Biraz zaman sonra Young Saeng yaptığı bilinçsiz hareketin farkına varmıştı ancak geri çekilmek istemiyordu. Sonradan belinde Cho He enin kollarını hissettiğinde mutluluğu bin kat daha artmış ve sonsuza kadar bu kolların arasında kalmak istediğini fark etmişti. Ancak hissettiği başka bir şey daha vardı. Evet kendi kalbi delicesine çarpıyordu fakat karşısındaki kızın kalp atışlarını da hissedebiliyordu. Onun kalp ritmi de en az kendisi kadar hızlıydı bu da demek oluyordu ki Cho Hee yi heyecanlandırıyordu. “Belki” dedi kendi kendine “Gece bahsettiği kişi benimdir.” Artık daha fazla bu duruma katlanmak istemiyordu.

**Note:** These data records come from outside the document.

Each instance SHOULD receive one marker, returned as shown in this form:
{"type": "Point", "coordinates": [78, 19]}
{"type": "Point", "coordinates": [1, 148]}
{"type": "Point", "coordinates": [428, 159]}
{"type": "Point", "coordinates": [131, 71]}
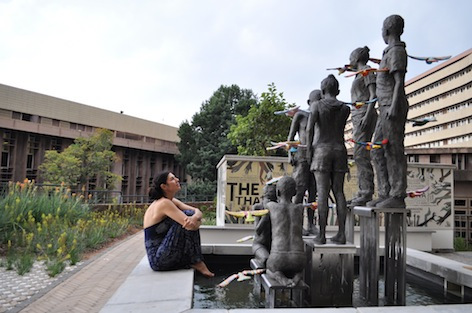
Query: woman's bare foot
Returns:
{"type": "Point", "coordinates": [203, 269]}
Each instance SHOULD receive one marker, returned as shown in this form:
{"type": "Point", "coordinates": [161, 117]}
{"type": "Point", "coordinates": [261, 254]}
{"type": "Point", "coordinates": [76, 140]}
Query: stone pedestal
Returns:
{"type": "Point", "coordinates": [394, 259]}
{"type": "Point", "coordinates": [272, 289]}
{"type": "Point", "coordinates": [330, 274]}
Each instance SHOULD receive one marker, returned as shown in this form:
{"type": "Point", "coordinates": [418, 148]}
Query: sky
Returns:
{"type": "Point", "coordinates": [161, 59]}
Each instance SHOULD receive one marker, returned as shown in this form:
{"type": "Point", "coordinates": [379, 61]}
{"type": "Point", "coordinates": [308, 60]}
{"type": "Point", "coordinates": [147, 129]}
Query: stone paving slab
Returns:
{"type": "Point", "coordinates": [89, 289]}
{"type": "Point", "coordinates": [16, 289]}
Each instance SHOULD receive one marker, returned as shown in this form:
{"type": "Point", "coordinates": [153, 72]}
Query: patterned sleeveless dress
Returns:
{"type": "Point", "coordinates": [170, 247]}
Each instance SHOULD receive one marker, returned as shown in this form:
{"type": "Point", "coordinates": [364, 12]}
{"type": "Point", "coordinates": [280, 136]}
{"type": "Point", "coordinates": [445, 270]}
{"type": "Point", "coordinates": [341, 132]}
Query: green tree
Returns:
{"type": "Point", "coordinates": [203, 141]}
{"type": "Point", "coordinates": [253, 132]}
{"type": "Point", "coordinates": [85, 160]}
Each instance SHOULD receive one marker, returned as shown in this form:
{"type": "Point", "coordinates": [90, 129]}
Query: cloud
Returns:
{"type": "Point", "coordinates": [159, 60]}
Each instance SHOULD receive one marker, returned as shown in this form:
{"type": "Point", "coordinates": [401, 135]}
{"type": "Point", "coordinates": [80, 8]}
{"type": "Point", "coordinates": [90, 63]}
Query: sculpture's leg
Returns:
{"type": "Point", "coordinates": [323, 184]}
{"type": "Point", "coordinates": [341, 208]}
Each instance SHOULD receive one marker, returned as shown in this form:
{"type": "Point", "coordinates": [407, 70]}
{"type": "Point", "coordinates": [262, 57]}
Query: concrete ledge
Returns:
{"type": "Point", "coordinates": [450, 270]}
{"type": "Point", "coordinates": [148, 291]}
{"type": "Point", "coordinates": [227, 249]}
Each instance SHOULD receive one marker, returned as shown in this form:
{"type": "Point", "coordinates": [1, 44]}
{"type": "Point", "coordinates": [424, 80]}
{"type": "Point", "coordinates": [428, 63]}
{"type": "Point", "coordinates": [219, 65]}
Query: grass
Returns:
{"type": "Point", "coordinates": [56, 226]}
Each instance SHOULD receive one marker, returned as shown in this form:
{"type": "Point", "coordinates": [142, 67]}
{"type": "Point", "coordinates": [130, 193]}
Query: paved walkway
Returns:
{"type": "Point", "coordinates": [89, 289]}
{"type": "Point", "coordinates": [92, 284]}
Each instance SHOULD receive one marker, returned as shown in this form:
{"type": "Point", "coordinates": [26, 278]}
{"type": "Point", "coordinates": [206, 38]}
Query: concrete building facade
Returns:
{"type": "Point", "coordinates": [445, 93]}
{"type": "Point", "coordinates": [31, 123]}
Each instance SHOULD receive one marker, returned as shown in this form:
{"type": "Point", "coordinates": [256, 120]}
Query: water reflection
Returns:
{"type": "Point", "coordinates": [240, 294]}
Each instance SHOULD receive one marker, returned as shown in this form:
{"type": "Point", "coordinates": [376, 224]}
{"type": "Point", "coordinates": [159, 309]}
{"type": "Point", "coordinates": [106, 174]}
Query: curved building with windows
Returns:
{"type": "Point", "coordinates": [31, 123]}
{"type": "Point", "coordinates": [444, 94]}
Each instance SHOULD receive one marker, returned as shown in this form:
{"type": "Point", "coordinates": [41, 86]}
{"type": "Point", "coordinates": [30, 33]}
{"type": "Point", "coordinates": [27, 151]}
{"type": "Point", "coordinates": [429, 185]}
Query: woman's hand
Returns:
{"type": "Point", "coordinates": [192, 222]}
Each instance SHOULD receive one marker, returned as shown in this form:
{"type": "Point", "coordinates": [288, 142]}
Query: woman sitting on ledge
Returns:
{"type": "Point", "coordinates": [171, 233]}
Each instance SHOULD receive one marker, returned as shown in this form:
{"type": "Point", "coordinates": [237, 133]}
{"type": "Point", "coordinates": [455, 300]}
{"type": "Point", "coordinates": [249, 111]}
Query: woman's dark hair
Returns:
{"type": "Point", "coordinates": [155, 191]}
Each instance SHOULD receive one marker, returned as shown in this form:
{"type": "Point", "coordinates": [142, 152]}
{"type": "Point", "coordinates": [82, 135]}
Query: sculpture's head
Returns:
{"type": "Point", "coordinates": [393, 26]}
{"type": "Point", "coordinates": [314, 96]}
{"type": "Point", "coordinates": [269, 191]}
{"type": "Point", "coordinates": [287, 187]}
{"type": "Point", "coordinates": [330, 86]}
{"type": "Point", "coordinates": [359, 55]}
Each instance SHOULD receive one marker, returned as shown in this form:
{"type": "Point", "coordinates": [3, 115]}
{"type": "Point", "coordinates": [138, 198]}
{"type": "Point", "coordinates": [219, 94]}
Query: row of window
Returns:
{"type": "Point", "coordinates": [80, 127]}
{"type": "Point", "coordinates": [441, 143]}
{"type": "Point", "coordinates": [442, 96]}
{"type": "Point", "coordinates": [453, 124]}
{"type": "Point", "coordinates": [440, 82]}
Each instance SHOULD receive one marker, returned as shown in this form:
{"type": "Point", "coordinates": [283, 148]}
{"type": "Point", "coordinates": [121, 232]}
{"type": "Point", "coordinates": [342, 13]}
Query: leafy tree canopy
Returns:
{"type": "Point", "coordinates": [203, 141]}
{"type": "Point", "coordinates": [253, 133]}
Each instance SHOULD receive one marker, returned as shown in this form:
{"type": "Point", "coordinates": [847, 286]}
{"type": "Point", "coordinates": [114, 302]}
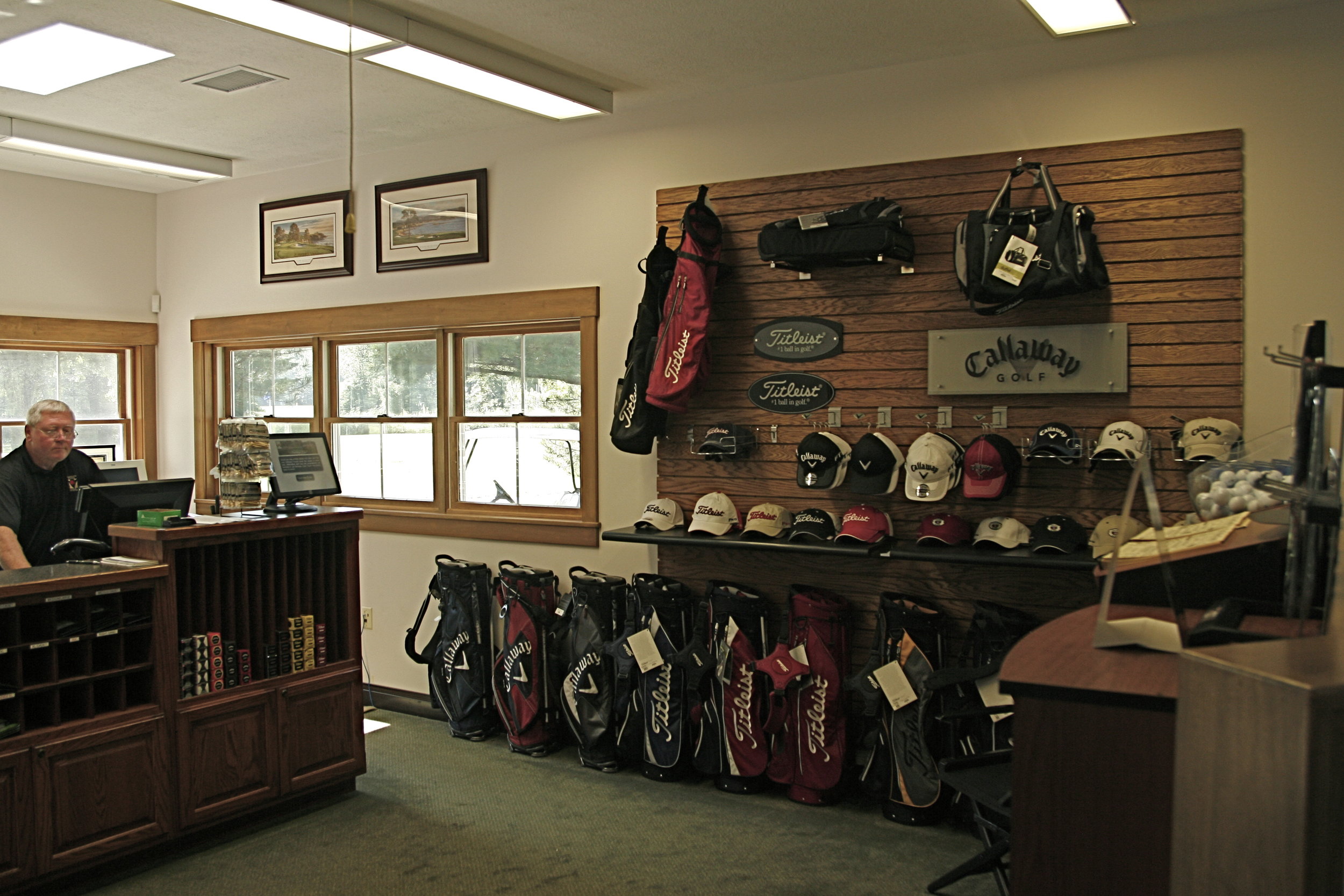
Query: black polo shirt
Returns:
{"type": "Point", "coordinates": [39, 505]}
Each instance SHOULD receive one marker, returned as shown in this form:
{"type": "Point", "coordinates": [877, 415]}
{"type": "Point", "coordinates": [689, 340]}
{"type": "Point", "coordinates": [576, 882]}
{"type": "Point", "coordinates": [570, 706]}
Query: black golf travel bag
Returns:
{"type": "Point", "coordinates": [459, 653]}
{"type": "Point", "coordinates": [595, 618]}
{"type": "Point", "coordinates": [733, 744]}
{"type": "Point", "coordinates": [527, 666]}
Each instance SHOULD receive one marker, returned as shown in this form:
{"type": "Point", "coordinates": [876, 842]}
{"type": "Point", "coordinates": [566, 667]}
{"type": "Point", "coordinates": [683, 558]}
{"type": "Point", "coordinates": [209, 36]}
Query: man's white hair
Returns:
{"type": "Point", "coordinates": [47, 406]}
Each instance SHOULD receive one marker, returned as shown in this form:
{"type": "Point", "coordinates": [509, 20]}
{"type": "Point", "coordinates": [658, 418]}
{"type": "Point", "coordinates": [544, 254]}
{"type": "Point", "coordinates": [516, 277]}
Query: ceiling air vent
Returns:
{"type": "Point", "coordinates": [234, 78]}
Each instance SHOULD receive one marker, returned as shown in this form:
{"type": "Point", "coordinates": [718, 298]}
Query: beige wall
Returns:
{"type": "Point", "coordinates": [571, 205]}
{"type": "Point", "coordinates": [76, 250]}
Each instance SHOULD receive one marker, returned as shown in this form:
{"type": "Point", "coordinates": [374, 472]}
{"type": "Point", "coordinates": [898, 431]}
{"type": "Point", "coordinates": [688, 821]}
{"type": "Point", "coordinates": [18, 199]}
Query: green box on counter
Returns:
{"type": "Point", "coordinates": [155, 519]}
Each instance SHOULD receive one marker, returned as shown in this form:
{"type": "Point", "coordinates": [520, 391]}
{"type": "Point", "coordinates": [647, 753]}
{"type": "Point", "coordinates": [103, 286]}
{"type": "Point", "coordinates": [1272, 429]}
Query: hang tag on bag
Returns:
{"type": "Point", "coordinates": [1012, 265]}
{"type": "Point", "coordinates": [646, 650]}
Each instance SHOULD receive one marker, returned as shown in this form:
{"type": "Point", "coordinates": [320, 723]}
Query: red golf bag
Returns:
{"type": "Point", "coordinates": [682, 355]}
{"type": "Point", "coordinates": [527, 668]}
{"type": "Point", "coordinates": [810, 749]}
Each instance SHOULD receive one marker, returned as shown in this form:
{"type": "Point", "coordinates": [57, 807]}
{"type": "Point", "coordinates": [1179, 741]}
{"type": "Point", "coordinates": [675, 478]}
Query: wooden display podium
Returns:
{"type": "Point", "coordinates": [111, 758]}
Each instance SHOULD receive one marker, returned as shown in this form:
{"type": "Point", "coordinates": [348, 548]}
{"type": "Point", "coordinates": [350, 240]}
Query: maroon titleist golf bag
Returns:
{"type": "Point", "coordinates": [682, 355]}
{"type": "Point", "coordinates": [527, 668]}
{"type": "Point", "coordinates": [810, 746]}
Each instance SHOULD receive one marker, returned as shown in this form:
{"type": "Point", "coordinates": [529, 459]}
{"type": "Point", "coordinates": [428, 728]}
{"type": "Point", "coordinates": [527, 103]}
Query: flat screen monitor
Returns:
{"type": "Point", "coordinates": [302, 468]}
{"type": "Point", "coordinates": [108, 503]}
{"type": "Point", "coordinates": [123, 470]}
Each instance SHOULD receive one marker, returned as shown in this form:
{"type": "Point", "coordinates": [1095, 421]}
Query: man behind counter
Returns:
{"type": "Point", "coordinates": [38, 483]}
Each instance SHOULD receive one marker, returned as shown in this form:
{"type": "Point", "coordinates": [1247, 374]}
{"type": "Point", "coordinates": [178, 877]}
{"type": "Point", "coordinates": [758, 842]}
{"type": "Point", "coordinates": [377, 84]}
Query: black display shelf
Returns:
{"type": "Point", "coordinates": [1023, 558]}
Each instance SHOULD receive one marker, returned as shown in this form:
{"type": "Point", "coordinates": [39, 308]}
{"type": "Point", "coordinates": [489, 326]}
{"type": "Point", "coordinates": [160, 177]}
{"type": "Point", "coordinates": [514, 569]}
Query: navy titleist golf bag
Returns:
{"type": "Point", "coordinates": [667, 610]}
{"type": "Point", "coordinates": [596, 617]}
{"type": "Point", "coordinates": [733, 744]}
{"type": "Point", "coordinates": [902, 769]}
{"type": "Point", "coordinates": [527, 666]}
{"type": "Point", "coordinates": [459, 655]}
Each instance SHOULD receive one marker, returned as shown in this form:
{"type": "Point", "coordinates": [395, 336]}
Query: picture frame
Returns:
{"type": "Point", "coordinates": [305, 238]}
{"type": "Point", "coordinates": [434, 221]}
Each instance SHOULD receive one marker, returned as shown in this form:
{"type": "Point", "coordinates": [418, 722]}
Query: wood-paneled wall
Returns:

Sonuçları her ne olursa olsun böyle muallâkta kalmaktansa gerçekleri öğrenmeliydi.  Kolları arasındaki kızı kendisinden biraz uzaklaştırıp gözlerinin içine baktı ve “Gece bahsettiğin, hoşlanıyorum dediğin kişi kim?”diye soruverdi. Cho Hee bu soru karşısında şaşkındı ancak anlaşılan o ki Yougn Saeng gece konuştuğu her şeyi bir şekilde öğrenmişti. Artık kaçmak istemiyordu ve dudaklarının arasından “SEN” kelimesi dökülüverdi. Young Saeng duyduğu bu tek kelime karşısında dünyanın en mutlu adamı olmuştu. Yıllardır sevdiği kadından en sonunda karşılık görmüştü. Daha fazla hasret kaldığı dudaklardan uzak kalmak istemedi ve Cho He enin dudaklarını kendi dudakları arasına hasretle ve tutkuyla aldı…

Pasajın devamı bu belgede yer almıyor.